A chi non è mai successo?

In questi casi usiamo la parola “dimenticare”. Ho dimenticato la borsa del pranzo sul tavolo. Ma dimenticare forse non è il termine giusto. Come è possibile dimenticarsi qualcosa nel giro di un paio di minuti?

La verità è che questo succede quando la nostra testa è piena di pensieri che non c’entrano niente con la situazione presente. Soprattutto nelle attività di routine una parte di noi agisce in automatico. Il nostro corpo compie una serie di gesti: prendo il cellulare, lo metto nella borsa, cerco le chiavi della macchina, metto la giacca, esco. E mentre facciamo questo la nostra mente è semplicemente altrove. Perché se fosse stata lì, presente nella situazione, certamente non avrei potuto dimenticare di prendere con me il pranzo che avevo preparato giusto un attimo prima.

Nel caso in questione so perfettamente dove era la mia testa. Stavo pensando a un articolo per il blog. Caso buffo, pensavo proprio a questo articolo. Ero così impegnata a rimuginare su quello che avrei voluto scrivere da essere totalmente assente a me stessa. Scollegata da quello che stavo facendo. L’esatto contrario di essere mindful.

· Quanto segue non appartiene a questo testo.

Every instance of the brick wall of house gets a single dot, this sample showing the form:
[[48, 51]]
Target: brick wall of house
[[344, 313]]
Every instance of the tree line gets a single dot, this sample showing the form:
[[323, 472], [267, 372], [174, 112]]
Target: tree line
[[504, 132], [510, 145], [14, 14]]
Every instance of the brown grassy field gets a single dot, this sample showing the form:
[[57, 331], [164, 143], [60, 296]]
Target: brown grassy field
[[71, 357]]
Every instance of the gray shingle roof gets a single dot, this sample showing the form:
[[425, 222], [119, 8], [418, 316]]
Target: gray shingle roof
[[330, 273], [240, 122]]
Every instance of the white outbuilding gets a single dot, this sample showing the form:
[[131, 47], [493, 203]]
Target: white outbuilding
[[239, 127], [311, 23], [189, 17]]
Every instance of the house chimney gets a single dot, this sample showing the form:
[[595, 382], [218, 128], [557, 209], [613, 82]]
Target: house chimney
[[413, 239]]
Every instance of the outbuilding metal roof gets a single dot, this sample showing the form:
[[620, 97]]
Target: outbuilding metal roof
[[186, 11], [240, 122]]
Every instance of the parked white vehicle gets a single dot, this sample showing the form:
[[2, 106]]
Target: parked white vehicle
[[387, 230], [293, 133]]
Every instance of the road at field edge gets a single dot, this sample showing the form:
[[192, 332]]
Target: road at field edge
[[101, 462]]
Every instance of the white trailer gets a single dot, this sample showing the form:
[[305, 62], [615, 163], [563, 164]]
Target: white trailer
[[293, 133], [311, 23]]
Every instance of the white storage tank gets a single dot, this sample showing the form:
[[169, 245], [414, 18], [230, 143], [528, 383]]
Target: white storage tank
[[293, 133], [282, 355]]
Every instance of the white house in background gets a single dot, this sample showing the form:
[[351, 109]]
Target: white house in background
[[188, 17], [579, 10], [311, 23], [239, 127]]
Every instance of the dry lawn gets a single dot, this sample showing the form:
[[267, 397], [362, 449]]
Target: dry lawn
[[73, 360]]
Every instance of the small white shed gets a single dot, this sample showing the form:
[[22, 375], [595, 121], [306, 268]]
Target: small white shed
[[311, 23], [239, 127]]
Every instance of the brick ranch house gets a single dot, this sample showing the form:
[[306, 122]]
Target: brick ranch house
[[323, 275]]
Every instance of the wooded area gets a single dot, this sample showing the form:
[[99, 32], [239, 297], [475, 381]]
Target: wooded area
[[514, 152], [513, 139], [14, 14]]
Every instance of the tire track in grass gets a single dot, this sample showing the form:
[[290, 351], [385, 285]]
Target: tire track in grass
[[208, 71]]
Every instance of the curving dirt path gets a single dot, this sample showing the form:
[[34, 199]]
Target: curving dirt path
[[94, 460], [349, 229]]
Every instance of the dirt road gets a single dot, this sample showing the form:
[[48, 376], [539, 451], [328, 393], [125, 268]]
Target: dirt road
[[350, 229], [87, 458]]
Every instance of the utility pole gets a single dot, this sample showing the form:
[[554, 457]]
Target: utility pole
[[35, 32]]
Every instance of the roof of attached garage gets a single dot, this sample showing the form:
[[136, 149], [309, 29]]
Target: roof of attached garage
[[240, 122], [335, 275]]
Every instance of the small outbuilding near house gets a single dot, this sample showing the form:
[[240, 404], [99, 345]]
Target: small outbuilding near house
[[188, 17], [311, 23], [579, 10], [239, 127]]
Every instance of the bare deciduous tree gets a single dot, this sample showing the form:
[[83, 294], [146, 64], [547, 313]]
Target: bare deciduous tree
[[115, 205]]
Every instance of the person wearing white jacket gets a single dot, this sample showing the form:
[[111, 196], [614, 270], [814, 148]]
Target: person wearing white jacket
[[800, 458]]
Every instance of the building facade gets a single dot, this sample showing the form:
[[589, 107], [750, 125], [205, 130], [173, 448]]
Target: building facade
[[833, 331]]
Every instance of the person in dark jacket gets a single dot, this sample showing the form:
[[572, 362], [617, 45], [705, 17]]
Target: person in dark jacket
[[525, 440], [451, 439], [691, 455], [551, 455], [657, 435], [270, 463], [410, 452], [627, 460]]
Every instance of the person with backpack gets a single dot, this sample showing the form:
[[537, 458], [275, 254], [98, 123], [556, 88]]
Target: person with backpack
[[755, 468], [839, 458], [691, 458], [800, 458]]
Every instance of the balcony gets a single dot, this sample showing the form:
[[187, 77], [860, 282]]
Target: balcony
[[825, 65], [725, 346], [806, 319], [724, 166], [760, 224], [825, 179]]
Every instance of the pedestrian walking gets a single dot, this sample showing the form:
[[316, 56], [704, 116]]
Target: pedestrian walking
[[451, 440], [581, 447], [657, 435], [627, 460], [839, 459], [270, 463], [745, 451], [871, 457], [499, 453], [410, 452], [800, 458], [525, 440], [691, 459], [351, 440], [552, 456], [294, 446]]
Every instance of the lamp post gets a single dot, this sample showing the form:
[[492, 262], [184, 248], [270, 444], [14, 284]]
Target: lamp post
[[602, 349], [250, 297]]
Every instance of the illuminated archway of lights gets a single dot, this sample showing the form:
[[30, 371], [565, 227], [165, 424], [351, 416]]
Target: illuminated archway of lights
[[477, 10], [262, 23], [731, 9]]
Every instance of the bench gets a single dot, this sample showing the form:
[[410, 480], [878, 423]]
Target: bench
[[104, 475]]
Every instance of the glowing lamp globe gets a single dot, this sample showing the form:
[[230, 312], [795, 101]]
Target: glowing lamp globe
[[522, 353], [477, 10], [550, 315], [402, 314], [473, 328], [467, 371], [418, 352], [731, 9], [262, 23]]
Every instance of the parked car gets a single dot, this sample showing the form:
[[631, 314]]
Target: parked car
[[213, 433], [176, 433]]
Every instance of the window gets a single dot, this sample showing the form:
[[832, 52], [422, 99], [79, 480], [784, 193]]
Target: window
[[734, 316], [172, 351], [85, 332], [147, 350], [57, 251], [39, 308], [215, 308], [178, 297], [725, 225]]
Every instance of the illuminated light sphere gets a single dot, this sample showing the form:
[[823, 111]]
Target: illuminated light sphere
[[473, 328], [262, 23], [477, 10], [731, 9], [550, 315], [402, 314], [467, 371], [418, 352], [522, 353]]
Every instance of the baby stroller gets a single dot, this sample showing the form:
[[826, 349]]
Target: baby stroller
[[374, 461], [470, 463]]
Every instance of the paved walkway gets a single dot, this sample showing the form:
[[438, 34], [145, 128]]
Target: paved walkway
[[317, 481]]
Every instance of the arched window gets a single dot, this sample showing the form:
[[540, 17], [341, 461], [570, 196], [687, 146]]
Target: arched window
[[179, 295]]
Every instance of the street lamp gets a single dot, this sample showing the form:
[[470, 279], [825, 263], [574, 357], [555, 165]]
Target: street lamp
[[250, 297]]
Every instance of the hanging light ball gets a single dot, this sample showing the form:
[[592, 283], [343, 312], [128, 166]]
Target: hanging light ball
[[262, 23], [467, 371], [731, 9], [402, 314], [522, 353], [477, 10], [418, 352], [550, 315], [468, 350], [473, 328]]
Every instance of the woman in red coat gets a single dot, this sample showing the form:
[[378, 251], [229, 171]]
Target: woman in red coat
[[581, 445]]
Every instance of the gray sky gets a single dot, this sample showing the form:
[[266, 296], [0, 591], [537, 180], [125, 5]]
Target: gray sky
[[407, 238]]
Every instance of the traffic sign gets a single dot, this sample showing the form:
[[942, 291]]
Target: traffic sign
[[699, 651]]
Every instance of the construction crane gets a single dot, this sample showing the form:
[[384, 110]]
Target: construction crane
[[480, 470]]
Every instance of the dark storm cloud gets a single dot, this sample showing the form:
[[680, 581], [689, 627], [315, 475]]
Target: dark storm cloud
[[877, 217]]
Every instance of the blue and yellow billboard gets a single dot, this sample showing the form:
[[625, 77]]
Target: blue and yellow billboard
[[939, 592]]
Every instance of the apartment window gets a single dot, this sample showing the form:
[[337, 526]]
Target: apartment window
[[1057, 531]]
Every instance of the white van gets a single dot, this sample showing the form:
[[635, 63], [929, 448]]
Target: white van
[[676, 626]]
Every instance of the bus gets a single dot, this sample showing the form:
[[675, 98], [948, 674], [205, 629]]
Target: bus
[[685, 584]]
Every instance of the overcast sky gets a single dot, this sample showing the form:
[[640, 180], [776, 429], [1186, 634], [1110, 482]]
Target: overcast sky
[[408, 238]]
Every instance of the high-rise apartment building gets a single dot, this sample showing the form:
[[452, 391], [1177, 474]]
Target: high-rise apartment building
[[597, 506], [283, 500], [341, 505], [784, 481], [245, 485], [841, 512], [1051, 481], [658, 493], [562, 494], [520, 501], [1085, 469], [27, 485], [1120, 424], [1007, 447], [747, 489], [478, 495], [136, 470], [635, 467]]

Trascorriamo davvero troppo tempo in questo stato di inutile affollamento mentale. Ci capita continuamente di innescare il pilota automatico e agire senza prestare totale attenzione. Mentre parliamo con qualcuno, per esempio, spesso ascoltiamo con un orecchio solo mentre pensiamo ad altro. Oppure siamo a lavorare e desideriamo intensamente essere in vacanza e poi siamo in vacanza e non possiamo fare a meno di pensare alla pila di scartoffie che ci aspettano in ufficio. Siamo al ristorante e invece di gustare appieno il cibo ci viene da pensare a quell'altro posto in cui siamo stati l'altra volta che forse era un po' meglio, o un po' peggio.

Progetti per il futuro, rimpianti per il passato, preoccupazioni, aspettative, ansie, desideri, paure, occupano i nostri pensieri e ci portano continuamente altrove, lontano dal nostro qui e ora.

La capacità della nostra mente di ragionare, pianificare, organizzare, evitare i pericoli, è grandiosa. L’umanità non si sarebbe mai evoluta se non avesse avuto a disposizione queste incredibili facoltà. Il problema nasce perché continuiamo a farlo anche quando non ne abbiamo bisogno. Siamo dei pensatori compulsivi, e questo spesso ci procura sofferenza.

Facciamo fatica a vedere la realtà per quella che è perché siamo come annebbiati da questo incessante lavorio dei pensieri. La nostra mente interpreta di continuo la realtà e spesso così facendo se ne allontana.
Così perdiamo la capacità di cogliere molte delle opportunità e della bellezza che giorno dopo giorno ci vengono incontro.
Insomma ci muoviamo un po' come sonnambuli. Diventare maggiormente mindful significa risvegliarsi.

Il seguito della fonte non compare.